«Allons-y !», «Let’s climb !»… Bras dessus, bras dessous, 82 stars et femmes du cinéma, Cate Blanchett et Agnès Varda en tête, ont réclamé samedi «l’égalité salariale» dans le 7e Art au cours d’une montée des marches «100 % féminine» pour le premier Festival de Cannes post-Weinstein.
Un événement inédit dans l’histoire du Festival, immortalisé par une photo réunissant Salma Hayek, Claudia Cardinale, Kristen Stewart, Marion Cotillard, Léa Seydoux et des dizaines d’autres actrices, productrices, monteuses, décoratrices, distributrices, etc. «Nous mettons au défi nos gouvernements et nos pouvoirs publics pour appliquer les lois sur l’égalité salariale», a déclaré la réalisatrice Agnès Varda, une figure du cinéma d’auteur français, qui a pris la parole aux côtés de la très hollywodienne présidente du jury, Cate Blanchett, toute de noire vêtue. «Nous mettons au défi nos institutions pour organiser activement la parité et la transparence dans les instances de décision. (…) Nous demandons l’équité et la réelle diversité dans nos environnements professionnels», ont-elles lu sur le tapis rouge, l’une en anglais, l’autre en français.
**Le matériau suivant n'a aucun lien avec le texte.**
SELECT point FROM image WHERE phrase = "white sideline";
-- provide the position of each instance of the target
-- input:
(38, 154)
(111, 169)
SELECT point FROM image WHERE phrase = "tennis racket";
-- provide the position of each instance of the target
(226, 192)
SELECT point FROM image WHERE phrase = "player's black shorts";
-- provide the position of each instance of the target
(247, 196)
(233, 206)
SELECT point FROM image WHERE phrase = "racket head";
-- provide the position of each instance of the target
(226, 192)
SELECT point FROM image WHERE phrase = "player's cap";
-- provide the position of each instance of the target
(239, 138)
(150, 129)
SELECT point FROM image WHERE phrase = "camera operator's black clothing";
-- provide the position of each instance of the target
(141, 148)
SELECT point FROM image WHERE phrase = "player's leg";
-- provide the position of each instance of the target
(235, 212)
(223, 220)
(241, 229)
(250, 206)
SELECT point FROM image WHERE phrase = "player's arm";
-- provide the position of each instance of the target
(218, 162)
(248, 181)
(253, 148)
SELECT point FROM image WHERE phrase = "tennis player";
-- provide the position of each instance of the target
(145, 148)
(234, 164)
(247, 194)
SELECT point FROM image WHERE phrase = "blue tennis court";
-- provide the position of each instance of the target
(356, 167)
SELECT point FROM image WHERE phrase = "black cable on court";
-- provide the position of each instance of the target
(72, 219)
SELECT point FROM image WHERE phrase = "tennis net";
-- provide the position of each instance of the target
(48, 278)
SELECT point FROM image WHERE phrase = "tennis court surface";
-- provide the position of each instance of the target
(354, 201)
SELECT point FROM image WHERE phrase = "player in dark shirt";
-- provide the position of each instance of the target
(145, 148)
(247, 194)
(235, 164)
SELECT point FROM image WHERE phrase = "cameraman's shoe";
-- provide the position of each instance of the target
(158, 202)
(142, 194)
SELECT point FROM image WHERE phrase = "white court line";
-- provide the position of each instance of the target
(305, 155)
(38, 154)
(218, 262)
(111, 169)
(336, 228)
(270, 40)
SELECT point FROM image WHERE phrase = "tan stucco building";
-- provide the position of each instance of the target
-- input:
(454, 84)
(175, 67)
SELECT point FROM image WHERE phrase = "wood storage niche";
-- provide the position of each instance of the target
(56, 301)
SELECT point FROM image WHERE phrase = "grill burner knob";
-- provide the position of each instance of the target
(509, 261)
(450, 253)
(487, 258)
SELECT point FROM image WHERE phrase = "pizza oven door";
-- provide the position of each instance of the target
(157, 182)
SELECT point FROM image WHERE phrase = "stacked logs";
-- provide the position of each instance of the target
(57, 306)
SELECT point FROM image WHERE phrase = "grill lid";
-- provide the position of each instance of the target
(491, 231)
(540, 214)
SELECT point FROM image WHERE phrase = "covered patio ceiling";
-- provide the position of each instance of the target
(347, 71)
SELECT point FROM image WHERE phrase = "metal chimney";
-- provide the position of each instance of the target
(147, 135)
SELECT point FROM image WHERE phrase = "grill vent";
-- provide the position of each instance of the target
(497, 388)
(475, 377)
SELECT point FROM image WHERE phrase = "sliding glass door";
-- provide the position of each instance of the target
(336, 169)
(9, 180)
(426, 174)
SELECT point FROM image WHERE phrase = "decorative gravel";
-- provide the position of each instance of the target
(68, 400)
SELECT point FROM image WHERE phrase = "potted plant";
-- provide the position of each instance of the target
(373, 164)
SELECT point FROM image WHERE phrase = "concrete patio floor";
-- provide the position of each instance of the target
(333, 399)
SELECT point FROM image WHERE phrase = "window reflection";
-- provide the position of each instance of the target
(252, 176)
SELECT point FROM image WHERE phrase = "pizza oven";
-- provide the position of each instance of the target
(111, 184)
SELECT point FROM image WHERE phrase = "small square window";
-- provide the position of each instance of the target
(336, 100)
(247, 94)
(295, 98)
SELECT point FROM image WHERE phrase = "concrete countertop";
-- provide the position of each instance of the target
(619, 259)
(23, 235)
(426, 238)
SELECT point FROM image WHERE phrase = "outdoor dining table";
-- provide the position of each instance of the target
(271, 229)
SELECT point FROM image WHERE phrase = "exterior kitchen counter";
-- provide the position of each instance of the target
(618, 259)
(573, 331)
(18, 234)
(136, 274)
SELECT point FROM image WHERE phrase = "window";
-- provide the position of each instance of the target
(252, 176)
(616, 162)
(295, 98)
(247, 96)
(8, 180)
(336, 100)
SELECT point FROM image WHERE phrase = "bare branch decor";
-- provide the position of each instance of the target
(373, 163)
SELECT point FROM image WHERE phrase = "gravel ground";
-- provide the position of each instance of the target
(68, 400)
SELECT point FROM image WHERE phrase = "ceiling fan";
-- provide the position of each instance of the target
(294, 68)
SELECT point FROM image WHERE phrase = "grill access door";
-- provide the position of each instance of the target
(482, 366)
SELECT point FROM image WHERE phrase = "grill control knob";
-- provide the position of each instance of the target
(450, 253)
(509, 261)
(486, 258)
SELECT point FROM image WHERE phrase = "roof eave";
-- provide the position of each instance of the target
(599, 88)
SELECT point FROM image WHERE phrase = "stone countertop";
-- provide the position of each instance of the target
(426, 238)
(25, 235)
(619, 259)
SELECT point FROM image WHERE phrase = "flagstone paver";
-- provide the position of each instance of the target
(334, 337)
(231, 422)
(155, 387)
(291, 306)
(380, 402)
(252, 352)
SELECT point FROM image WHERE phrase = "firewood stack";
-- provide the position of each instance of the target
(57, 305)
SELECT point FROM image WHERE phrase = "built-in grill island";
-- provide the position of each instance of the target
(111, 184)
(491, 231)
Elles étaient 82 sur le tapis rouge, comme les 82 films réalisés par des femmes invitées en compétition depuis la première édition, selon les organisateurs. Soit moins de 5 % en plus de 70 ans d’existence. «Les femmes ne sont pas minoritaires dans le monde et pourtant notre industrie dit le contraire», ont encore souligné Cate Blanchett et Agnès Varda, dans ce discours militant. «Il est temps que toutes les marches de notre industrie nous soient accessibles. Allons-y !», ont-elles encore lancé. Une action symbolique à l’initiative du collectif français 50/50 pour 2020 contre les inégalités dans le 7e Art et de Time’s Up, pour aider les victimes de harcèlement sexuel après l’affaire Weinstein. Au sein du jury, la réalisatrice Ava DuVernay et Cate Blanchett font partie de Time’s Up. Face au séisme Weinstein, le Festival de Cannes avait jusqu’ici répondu de manière pragmatique, distribuant un flyer qui rappelle les peines maximales encourues pour harcèlement (trois ans de prison et 45 000 euros d’amende), avec un numéro de téléphone pour toute victime ou témoin.
Palme ex-aequo
«On n’a pas encore les chiffres mais il y a eu des appels», a affirmé samedi la secrétaire d’Etat française à l’Egalité femmes-hommes, Marlène Schiappa, en déplacement sur la Croisette. Cannes est «un endroit qui doit être sécurisé pour les femmes», a-t-elle insisté. Le Festival avait envoyé un premier signal en faveur des femmes avec un choix de jury majoritairement féminin, mais s’est fait discret sur les questions de harcèlement ou de discriminations. En plus de 70 ans, seule une réalisatrice, Jane Campion en 1993, a reçu une Palme d’or pour «La leçon de piano», ex-aequo avec le Chinois Chen Kaige. Agnès Varda avait reçu une Palme d’honneur en 2015, un titre honorifique. Hostile à toutes discriminations positives, le Festival avait été critiqué cette année pour n’avoir retenu pour la course à la Palme d’or que trois réalisatrices, même si elles sont bien plus nombreuses dans les sections parallèles. Samedi soir a eu lieu la projection du film de la première d’entre elles, la Française Eva Husson, «Les Filles du soleil», sur un bataillon de combattantes kurdes, qui tentent une offensive militaire, après s’être échappées des mains des djihadistes. Une journaliste française interprétée par Emmanuelle Bercot suit ces femmes au combat, dont la sergente Bahar, jouée par l’Iranienne Golshifteh Farahani dans le film qui pourrait diviser la critique, au vu des premières réactions. Cette journée cannoise «100 % féminine» sera suivie dans les prochains jours par des débats et des engagements concrets. Dimanche, la ministre française de la Culture Françoise Nyssen présentera avec son homologue suédoise Alice Bah Kuhnke, un plan pour soutenir financièrement les jeunes réalisatrices du monde entier. Lundi, une charte pour favoriser la diversité et la parité dans les festivals sera signée par les trois hommes chargés des sélections cannoises. L’autre film en compétition samedi était «Trois visages», projeté en l’absence de son réalisateur, l’Iranien Jafar Panahi, auquel les autorités de Téhéran interdisent les déplacements à l’étranger. Il est le deuxième cinéaste à ne pas pouvoir accompagner son film à Cannes après le Russe Kirill Serebrennikov.